The season concludes with The Witch of Edmonton, a sensational tabloid story set in an English village, penned in 1621 by William Rowley, Thomas Dekker and John Ford. It recounts the overlapping tales of the vindictive mischief of Mother Sawyer and her devil-dog, and a young man prompted to murder to solve a desperate predicament. Directed by Anita La Selva, the production runs March 20 to 26, 2011 in the Sandra Faire & Ivan Fecan Theatre at York.
Left: A woodcut of the title page of the first quarto of The Witch of Edmonton, a play penned in 1621 by William Rowley, Thomas Dekker and John Ford
La Selva is a Toronto-based actor and director. Her performance credits include Madre (Aluna Theatre), The Carpenter and Carmela’s Table (Centaur Theatre) and numerous television series, including four seasons on Gene Roddenberry’s Earth: Final Conflict. She recently directed The Burning Bush at the Young Centre for Performing Arts, Toronto Fringe, Frigid New York festival and Vancouver Chutzpah Festival, picking up “best of the fringe” in Toronto and the audience choice award in NYC. Other directing credits include Igor Stravinsky’s A Soldier’s Story for Toronto’s SummerWorks festival (applauded by NOW magazine for outstanding direction and production), and Shiksas Sit Shiva (Toronto Fringe ‘patrons pick’ and NOW magazine’s list for outstanding production).
Ishmael, Muir and La Selva are all currently pursuing graduate studies in the MFA program in directing in York University’s Department of Theatre.
Now in its 42nd season, Theatre @ York is one of Toronto’s longest-running theatre companies. Every year, the company features some of Canada’s most promising performance and production talent in a challenging and entertaining slate of plays drawn from the contemporary and classical repertoire.
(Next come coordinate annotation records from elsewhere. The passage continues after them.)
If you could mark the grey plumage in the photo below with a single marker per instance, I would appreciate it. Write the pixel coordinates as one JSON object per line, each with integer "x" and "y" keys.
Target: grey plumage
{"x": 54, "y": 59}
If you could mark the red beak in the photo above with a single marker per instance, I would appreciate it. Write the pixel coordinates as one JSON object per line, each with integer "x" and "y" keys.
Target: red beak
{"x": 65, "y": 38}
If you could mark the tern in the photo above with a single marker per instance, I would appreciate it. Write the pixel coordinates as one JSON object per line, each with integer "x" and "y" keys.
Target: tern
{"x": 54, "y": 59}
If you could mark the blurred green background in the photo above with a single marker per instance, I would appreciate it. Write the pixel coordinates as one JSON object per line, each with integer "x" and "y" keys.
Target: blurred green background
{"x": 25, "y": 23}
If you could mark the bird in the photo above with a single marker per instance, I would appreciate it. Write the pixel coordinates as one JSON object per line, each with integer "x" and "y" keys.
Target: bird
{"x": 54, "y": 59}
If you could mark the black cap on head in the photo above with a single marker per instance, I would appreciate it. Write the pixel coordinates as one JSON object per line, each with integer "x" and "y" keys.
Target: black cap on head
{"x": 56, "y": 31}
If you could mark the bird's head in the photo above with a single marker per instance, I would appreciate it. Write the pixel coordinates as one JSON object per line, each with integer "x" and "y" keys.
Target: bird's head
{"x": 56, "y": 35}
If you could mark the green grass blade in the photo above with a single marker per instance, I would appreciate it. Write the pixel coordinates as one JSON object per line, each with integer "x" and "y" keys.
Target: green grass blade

Theatre @ York’s 2010-2011 Season
- Ti Jean and His Bothers
Dates: Previews from Nov. 7, opens Nov. 9 and runs to Nov. 13
Schedule: 7:30pm nightly with 1pm matinees Nov. 10 & 12
Location: Joseph G. Green Studio Theatre in York University’s Centre for Film & Theatre - The Last Days of Judas Iscariot
Dates: Previews from Jan. 23, 2011, opens Jan. 25 and runs to Jan. 29
Schedule: 7:30pm nightly with 1pm matinees Jan. 26 and 28
Location: Joseph G. Green Studio Theatre in York University’s Centre for Film & Theatre - The Witch of Edmonton
Dates: Previews from March 20, 2011, opens March 22, runs to March 26
Schedule: 7:30pm nightly with 1pm matinees March 23 and 25
Location: Sandra Faire & Ivan Fecan Theatre in York University’s Accolade East Building
General admission tickets are $17. Tickets for students and seniors are $12. Tickets for the preview performances are $5 each. A Come Play with US! season subscription is $40, students and seniors $25.